Warmongering and incitement abound in the editorial pages of the Washington Post and Wall Street Journal. Liberal commentators like Joe Klein and former White House spokesman Robert Gibbs exalt the extrajudicial executions by flying robot of countless civilians, including a 16-year-old American citizen in Yemen and hundreds of children in Pakistan. Right-wing pundits like Jennifer Rubin and her friends at Commentary and the Weekly Standard openly advocate for the murder of Iranian and Palestinian civilians, endlessly call for permanent war and occupation, support torture and indefinite detention, advocate for the assassination of whistleblowers, scientists and foreign officials, and justify the war crimes of their preferred military forces and governments.
Just days before the car in which Salama and al-Kumi were traveling, marked clearly as a press vehicle, was blown up by an Israeli bomb, Rubin published a post praising the IDF assault on Gaza. Hardly able to contain her glee, Rubin anonymously quoted "an old Middle East hand" declaring that, after weeks of sporadic Israeli air strikes ("a form of messaging to Hamas"), "the Israelis escalated. But still they are avoiding infrastructure, hitting pinpoint high-level Hamas target."
A recent B'Tselem report on Israel's actions last November, however, "challenges the common perception in the Israeli public and media that the operation was 'surgical' and caused practically no fatalities among uninvolved Palestinian civilians," noting that, "in some cases at least, the [Israeli] military violated IHL [international humanitarian law] and in other cases there are substantial reasons to believe IHL was violated." Israeli airstrikes killed 167 Palestinians in Gaza, at least 87 of whom were noncombatants, including 31 minors.
Two days after cheering Israeli war crimes, Rubin set her sights on a bigger target.

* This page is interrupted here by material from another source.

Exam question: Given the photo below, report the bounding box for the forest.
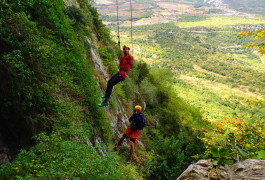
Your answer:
[0,0,265,180]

"Israel can keep swatting down Hamas, using air power or, if need be, going into Gaza on land," she wrote. "It has a solemn obligation to defend itself against what was a deliberate escalation by Hamas in the number and quality of weapons launched against Israel's civilian population. But even with the most robust U.S. support this is not a long-term solution. That will only come when Iran is dealt with, either militarily or via regime change."
Anyone arguing that Rubin could be targeted with violence for writing her opinions would be labeled sociopathic and lambasted for incitement, and for good reason. And there is no doubt that if correspondents from Israeli Army Radio or employees of the state-run Israel Broadcasting Authority were killed, they would be honored by the Newseum, without so much as a whiff of dissent, let alone outrage.
It is evident that, as always, Palestinians are subject to unparalleled scrutiny and suspicion due to the tireless defamation and lobbying efforts of big-moneyed Zionist organizations and ideological zealots.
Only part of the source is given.